About LINE MAN Wongnai

LINE MAN Wongnai is Thailand’s Leading On-Demand Delivery and Lifestyle e-Commerce platform services. We build technology to help Thai people live better, to empower all local businesses by creating an end-to-end food ecosystem through our channel LINE MAN and Wongnai. Connected consumers, riders, and local businesses and improved the daily life of all parties with restaurants nationwide. And because we are local, we provide the deepest variety and services that are tailor-made for Thai people.

We are looking for an experienced in Identity Access Management roles, have a solid security principle, baseline, and expert in security concept. Working in a fast-paced environment, you will bring your expertise and skills to tackle the challenges that impact millions of people on our journey to become the No.1 food platform in Thailand.

Position Overview:

The Head of Site Reliability Engineering (SRE) is a pivotal leadership role responsible for the performance, reliability, and scalability of our critical systems and services. This individual will lead a team of SREs to design, build, and maintain infrastructure, ensuring high availability and optimal performance. The ideal candidate will have a blend of technical expertise, strategic vision, and leadership skills.

Key Responsibilities:

Leadership and Strategy:

  • Develop and execute the SRE strategy to support company goals.
  • Lead and mentor the SRE team, fostering a culture of continuous improvement and innovation.
  • Collaborate with other engineering and product teams to align on priorities and deliverables.

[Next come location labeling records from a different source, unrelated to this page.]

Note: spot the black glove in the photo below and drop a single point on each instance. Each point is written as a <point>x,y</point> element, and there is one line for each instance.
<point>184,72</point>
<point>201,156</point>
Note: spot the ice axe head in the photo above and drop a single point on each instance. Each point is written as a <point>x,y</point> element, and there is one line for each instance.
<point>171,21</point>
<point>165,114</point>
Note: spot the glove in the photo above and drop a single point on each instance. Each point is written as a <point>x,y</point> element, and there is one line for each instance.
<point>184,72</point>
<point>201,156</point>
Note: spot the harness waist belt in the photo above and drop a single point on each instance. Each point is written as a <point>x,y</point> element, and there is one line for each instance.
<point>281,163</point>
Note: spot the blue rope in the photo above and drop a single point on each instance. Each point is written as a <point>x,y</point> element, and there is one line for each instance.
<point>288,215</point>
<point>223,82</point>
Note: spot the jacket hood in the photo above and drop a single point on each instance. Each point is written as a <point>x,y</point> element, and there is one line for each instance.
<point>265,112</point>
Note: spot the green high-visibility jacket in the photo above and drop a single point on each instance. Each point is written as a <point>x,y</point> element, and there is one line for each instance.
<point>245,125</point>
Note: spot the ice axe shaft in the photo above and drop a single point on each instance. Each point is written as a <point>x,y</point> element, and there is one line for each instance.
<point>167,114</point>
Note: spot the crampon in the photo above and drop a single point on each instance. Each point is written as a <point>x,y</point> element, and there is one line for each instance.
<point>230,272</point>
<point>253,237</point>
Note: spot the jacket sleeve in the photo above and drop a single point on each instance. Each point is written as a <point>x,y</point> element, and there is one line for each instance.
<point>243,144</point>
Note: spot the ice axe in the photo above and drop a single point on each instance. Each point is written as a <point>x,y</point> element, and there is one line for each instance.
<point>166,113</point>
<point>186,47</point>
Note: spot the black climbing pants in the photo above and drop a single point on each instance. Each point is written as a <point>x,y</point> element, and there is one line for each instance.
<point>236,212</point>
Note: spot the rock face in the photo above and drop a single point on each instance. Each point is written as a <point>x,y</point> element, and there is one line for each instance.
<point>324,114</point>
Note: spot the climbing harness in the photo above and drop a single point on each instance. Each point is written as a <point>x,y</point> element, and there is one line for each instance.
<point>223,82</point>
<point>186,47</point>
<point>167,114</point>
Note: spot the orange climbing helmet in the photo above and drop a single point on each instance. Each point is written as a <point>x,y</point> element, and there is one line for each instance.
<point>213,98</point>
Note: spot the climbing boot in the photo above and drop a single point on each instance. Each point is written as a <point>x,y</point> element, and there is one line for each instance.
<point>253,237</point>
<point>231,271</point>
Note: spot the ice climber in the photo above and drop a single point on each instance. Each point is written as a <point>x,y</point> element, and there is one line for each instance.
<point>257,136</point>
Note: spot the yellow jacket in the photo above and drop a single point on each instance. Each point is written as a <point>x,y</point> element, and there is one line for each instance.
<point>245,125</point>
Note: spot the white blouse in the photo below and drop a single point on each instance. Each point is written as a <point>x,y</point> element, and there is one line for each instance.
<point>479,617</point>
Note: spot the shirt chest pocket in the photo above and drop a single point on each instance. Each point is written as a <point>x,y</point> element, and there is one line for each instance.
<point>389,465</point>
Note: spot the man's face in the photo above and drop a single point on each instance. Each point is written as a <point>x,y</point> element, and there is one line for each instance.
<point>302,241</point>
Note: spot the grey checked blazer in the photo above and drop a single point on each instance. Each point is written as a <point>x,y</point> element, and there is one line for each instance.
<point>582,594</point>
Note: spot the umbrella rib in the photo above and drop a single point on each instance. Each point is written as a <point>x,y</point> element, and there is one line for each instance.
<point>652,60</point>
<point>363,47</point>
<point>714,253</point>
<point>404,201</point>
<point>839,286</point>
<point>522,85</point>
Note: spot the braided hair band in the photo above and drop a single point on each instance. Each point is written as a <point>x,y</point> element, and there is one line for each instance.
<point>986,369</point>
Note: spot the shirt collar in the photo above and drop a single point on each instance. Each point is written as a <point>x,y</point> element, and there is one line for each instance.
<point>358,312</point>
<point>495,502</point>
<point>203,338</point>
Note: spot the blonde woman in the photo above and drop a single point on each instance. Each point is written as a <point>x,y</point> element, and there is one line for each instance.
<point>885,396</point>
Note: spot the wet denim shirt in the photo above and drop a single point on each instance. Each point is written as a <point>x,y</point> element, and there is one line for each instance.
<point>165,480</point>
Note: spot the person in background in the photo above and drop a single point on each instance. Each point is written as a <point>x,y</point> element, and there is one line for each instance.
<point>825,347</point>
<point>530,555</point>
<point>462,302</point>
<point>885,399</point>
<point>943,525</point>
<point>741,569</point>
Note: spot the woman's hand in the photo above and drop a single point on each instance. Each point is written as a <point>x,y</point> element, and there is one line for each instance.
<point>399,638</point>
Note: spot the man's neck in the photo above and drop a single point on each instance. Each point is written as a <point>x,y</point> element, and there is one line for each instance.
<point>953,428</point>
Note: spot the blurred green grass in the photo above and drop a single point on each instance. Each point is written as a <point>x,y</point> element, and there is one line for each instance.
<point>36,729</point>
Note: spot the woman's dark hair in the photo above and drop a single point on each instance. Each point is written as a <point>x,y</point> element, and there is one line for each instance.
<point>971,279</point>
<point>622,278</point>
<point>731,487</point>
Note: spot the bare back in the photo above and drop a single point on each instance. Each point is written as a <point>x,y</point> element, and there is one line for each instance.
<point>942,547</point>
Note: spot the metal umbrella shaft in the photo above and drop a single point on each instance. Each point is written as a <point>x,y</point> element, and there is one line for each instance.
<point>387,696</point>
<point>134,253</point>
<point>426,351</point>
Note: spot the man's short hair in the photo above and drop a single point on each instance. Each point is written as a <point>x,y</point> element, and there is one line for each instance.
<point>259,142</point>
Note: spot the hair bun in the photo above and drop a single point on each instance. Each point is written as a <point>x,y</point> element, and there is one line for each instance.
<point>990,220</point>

Infrastructure and Operations:

  • Oversee the design, implementation, and maintenance of scalable, reliable infrastructure.
  • Ensure the efficient operation of systems, focusing on automation, monitoring, and performance optimization.
  • Implement best practices for incident response and management, including root cause analysis and post-mortems.

Performance and Reliability:

  • Define and monitor key performance indicators (KPIs) and service-level objectives (SLOs).
  • Proactively identify and mitigate potential reliability issues before they impact customers.
  • Drive the adoption of robust monitoring and alerting solutions to ensure system health and performance.

Security and Compliance:

  • Ensure systems are secure and compliant with relevant regulations and standards.
  • Collaborate with the security team to implement and maintain best-in-class security practices.

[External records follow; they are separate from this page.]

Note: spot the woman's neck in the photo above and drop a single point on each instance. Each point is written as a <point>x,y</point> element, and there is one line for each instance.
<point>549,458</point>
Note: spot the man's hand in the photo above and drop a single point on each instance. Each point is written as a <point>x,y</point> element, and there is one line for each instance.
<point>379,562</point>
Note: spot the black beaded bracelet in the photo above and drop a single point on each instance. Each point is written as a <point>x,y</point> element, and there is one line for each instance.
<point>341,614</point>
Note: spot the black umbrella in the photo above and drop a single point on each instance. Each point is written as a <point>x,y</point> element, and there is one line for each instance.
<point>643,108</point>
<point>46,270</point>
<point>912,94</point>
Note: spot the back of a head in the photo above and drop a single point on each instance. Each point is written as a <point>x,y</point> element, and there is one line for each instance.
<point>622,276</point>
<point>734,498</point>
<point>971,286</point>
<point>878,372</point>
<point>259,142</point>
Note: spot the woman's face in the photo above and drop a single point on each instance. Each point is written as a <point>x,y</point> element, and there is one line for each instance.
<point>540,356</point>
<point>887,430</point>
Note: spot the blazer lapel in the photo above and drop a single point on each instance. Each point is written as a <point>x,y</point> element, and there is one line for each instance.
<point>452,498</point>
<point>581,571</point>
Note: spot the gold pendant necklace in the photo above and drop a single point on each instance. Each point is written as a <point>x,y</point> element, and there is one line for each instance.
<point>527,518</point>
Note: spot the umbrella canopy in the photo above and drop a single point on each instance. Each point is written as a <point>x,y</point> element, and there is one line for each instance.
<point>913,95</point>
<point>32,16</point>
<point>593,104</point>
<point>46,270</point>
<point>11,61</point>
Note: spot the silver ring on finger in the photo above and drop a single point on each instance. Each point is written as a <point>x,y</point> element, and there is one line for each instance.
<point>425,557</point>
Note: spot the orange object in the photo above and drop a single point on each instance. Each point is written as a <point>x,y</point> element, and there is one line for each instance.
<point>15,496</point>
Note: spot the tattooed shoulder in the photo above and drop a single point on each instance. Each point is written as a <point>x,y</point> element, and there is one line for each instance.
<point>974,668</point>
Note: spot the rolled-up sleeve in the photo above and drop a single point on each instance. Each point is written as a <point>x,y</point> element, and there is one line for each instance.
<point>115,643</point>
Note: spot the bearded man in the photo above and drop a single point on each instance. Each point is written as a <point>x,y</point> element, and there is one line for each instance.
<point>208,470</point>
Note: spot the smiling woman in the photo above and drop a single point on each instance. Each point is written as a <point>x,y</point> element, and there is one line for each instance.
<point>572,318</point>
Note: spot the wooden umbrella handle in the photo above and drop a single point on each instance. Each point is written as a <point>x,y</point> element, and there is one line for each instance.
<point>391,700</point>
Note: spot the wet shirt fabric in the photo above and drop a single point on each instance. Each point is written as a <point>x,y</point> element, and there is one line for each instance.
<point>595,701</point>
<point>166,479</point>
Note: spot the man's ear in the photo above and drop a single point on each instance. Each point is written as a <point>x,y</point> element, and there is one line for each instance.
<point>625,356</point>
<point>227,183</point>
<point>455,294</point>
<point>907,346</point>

Collaboration and Communication:

  • Act as a liaison between engineering, product, and other key stakeholders.
  • Communicate effectively with technical and non-technical audiences, including executive leadership.

Qualifications:

  • Bachelor’s or Master’s degree in Computer Science, Engineering, or a related field.
  • Minimum of 10 years of experience in software engineering, infrastructure, or operations roles.
  • At least 5 years in a leadership position within a high-growth technology company.
  • Deep understanding of cloud platforms (AWS, GCP, Azure) and container orchestration (Kubernetes, Docker).
  • Proficiency in scripting and programming languages (Python, Go, Ruby, etc.).
  • Experience with CI/CD pipelines, infrastructure as code (Terraform, Ansible), and monitoring tools (Prometheus, Grafana, Datadog).
  • Strong leadership and people management skills.
  • Excellent problem-solving and analytical abilities.
  • Effective communication and collaboration skills.